We’ve all heard the expert advice: Do it first thing in the morning! Do it for 30 days! Start small! Give yourself a cheat day!
But here’s the thing: those approaches work well for some people, some of the time. They don’t work all the time for everyone.
The most important thing is to know ourselves, and what works for us.
One place where I’ve seen this issue arise? With to-do lists.
Over and over, I see the advice, “Write down your to-do list, set your priorities, work your way through the items, this is the way you’ll get things done most successfully.”
But I’ve been talking to people about this advice, and I’ve discovered that to-do lists just don’t work for many people. They make them, they try to use them, they fail.
And they often think, “Something’s wrong with me, I have no will-power, I can’t stick to a list, why can’t I use this simple tool that works so well for so many people, what’s my problem?”
To which I say: “There’s nothing wrong with you. How could we tweak the tool, to see if there’s a way to make it more effective for you?”
Since I’ve started looking for new approaches to the to-do list, I’ve found several versions that work for people:
If the classic to-do list works for you, terrific. I make them all the time myself, and find them very helpful. That’s no surprise: Upholders tend to do well with a to-do list. But if it doesn’t work…

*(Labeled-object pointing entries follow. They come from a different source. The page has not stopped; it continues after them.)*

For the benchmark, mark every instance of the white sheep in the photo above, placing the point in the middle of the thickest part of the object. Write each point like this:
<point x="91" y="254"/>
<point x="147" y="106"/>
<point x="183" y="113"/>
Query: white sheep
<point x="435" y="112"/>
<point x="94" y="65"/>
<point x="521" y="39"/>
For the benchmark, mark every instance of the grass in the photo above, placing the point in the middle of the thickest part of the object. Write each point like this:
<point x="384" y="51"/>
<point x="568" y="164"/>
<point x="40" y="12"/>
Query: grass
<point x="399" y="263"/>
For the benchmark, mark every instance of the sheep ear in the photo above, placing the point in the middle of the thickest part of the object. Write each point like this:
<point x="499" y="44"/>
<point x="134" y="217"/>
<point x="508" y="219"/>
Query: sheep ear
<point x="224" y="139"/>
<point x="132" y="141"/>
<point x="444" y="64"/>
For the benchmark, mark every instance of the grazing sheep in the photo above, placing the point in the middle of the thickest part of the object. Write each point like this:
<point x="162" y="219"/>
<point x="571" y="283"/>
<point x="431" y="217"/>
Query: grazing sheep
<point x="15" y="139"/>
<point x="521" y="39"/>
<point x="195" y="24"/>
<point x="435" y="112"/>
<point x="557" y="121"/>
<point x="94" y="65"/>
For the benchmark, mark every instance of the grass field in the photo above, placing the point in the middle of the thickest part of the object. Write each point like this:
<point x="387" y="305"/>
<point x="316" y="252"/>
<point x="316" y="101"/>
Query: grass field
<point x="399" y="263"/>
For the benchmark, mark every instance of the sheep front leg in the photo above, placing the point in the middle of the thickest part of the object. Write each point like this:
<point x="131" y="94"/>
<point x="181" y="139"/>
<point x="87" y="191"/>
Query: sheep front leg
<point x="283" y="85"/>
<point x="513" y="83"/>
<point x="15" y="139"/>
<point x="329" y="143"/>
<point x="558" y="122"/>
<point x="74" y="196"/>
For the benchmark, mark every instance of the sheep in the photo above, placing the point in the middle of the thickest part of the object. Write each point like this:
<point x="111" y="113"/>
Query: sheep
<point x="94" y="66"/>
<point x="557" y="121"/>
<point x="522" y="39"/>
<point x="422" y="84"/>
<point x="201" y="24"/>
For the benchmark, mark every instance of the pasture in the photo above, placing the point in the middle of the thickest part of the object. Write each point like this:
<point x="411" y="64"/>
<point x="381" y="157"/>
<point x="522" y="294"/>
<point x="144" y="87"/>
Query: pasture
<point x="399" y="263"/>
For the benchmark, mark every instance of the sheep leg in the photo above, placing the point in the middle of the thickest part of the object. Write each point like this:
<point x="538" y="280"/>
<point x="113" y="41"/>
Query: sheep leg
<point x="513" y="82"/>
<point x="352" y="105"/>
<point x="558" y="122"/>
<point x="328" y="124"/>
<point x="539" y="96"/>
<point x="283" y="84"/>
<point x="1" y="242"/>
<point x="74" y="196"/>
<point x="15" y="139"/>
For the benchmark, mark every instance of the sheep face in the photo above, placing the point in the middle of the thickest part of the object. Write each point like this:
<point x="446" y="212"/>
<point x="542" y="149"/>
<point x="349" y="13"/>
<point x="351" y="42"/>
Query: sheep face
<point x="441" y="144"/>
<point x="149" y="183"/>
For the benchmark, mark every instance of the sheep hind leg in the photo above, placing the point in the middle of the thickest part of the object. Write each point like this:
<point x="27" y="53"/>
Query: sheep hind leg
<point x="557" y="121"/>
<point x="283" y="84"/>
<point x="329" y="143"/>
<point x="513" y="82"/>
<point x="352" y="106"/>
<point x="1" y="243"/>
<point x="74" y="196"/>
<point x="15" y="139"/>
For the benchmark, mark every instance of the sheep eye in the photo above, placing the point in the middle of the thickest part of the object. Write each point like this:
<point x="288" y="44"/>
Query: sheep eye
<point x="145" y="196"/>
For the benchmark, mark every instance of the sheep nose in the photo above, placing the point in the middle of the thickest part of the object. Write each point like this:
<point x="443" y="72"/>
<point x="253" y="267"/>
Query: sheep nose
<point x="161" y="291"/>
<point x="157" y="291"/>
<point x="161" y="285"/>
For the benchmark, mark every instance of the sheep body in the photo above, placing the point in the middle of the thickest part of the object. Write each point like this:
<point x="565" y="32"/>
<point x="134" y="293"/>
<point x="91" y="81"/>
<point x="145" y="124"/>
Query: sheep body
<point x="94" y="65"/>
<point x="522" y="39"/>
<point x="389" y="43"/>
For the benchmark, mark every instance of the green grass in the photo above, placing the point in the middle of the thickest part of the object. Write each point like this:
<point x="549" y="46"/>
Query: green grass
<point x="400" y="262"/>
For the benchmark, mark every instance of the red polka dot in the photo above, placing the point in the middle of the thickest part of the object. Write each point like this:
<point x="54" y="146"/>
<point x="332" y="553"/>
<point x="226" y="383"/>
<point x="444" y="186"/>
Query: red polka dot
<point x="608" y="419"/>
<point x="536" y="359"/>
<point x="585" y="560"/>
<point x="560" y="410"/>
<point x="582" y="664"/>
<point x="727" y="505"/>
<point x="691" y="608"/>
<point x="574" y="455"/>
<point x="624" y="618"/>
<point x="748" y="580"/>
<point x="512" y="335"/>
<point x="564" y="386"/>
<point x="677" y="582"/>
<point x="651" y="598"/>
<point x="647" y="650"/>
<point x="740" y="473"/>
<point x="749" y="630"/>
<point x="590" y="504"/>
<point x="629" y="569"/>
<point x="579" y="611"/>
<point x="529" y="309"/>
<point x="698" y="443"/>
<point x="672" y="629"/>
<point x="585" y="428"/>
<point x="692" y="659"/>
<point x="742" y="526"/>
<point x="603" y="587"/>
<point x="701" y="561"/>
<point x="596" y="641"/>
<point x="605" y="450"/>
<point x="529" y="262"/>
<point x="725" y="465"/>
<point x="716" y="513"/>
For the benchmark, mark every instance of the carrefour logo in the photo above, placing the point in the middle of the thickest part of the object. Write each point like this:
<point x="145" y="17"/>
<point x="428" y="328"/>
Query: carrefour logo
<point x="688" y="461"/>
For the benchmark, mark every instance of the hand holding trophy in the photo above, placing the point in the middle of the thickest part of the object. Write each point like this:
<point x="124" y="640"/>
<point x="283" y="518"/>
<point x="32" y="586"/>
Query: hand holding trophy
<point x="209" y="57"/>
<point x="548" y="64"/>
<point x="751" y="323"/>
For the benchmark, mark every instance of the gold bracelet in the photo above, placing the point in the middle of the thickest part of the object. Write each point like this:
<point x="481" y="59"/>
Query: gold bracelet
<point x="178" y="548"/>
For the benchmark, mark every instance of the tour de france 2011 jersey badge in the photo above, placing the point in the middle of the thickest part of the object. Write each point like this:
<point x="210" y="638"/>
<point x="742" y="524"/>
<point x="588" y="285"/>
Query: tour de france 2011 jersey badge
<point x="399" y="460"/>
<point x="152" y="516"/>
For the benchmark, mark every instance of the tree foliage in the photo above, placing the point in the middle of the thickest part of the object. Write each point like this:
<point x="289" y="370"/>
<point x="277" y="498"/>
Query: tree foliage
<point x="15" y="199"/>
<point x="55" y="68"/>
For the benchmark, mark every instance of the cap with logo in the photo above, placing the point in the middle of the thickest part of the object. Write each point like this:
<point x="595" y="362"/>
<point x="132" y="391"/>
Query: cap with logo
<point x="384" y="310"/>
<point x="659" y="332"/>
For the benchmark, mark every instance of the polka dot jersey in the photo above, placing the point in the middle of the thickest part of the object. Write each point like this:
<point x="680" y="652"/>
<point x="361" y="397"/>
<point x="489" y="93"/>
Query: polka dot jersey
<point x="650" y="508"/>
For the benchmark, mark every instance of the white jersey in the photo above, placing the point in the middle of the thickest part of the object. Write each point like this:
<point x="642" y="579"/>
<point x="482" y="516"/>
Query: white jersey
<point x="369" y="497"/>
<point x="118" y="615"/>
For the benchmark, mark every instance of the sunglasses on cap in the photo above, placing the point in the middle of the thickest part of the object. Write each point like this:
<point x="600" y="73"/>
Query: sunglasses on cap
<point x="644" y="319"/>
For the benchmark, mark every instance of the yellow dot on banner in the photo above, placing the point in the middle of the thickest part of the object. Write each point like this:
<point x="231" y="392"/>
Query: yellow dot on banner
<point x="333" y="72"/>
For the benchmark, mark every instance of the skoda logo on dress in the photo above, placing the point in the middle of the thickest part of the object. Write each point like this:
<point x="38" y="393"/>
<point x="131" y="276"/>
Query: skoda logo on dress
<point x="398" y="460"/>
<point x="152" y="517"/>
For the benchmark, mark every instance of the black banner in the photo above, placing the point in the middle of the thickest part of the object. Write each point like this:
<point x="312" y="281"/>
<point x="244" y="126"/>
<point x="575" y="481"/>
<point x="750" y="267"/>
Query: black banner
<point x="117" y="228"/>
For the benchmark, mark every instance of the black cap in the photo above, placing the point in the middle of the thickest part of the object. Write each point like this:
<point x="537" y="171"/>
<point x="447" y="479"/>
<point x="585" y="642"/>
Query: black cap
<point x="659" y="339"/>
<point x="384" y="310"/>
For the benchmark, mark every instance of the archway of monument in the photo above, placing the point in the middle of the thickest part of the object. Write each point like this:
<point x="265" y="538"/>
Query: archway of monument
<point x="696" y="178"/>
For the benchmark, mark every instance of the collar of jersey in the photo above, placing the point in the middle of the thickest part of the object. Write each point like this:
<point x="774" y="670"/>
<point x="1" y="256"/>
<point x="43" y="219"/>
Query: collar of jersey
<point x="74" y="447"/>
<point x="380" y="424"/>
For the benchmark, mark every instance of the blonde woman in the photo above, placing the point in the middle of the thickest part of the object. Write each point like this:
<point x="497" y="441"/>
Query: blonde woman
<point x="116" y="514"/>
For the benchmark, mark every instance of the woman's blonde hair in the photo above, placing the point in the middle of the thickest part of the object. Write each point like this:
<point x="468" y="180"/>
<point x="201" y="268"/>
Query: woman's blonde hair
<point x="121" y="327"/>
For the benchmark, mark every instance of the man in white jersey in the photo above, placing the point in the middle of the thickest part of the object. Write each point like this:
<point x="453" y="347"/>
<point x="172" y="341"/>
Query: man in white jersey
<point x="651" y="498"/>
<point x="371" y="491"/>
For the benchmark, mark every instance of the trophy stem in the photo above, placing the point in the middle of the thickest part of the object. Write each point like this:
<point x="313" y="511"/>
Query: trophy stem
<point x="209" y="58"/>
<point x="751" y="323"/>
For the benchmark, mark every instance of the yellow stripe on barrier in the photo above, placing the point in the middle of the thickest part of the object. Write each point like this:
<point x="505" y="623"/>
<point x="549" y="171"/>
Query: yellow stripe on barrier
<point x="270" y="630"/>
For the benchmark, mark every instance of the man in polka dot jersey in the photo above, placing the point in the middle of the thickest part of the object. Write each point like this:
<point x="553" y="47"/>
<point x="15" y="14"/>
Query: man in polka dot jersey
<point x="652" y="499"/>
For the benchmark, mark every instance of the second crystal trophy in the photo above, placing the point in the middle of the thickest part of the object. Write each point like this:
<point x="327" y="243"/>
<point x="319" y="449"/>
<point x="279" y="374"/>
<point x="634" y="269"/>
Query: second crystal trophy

A Rebel told me that the minute she made a to-do list, she wanted to resist it (the very term “to-do list” is not Rebel-friendly). So she changed the vocabulary. She explained,
‘To-do’ lists almost never get done by me, because as soon as I have to do something, it’s the last thing I want to do. A ‘could-do’ list, however, reminds me that I can choose whether or not I complete the task.”
Variation: the Might-could list: I’d never heard this term until an audience member used it during my book tour. I love it! It’s not a to-do list; it’s a might-could list.
In episode 134 of the “Happier” podcast, for our weekly “Try This at Home” tip, Elizabeth and I suggested making a ta-da list. Make a list of everything you’ve already accomplished. You’re often pleasantly surprised and energized to see how much you’ve done, and giving yourself credit for your efforts often make it easier to keep going.
It’s easy to feel overwhelmed at the sight of all the errands, tasks, and aims that require our attention. If you can’t bear to contemplate the complete list, try making a to-day list. Just list the things that you’d like to get done today.
We’re told that “everybody” should use to-do lists, and that “everybody” finds them useful. Nope, not in my observation.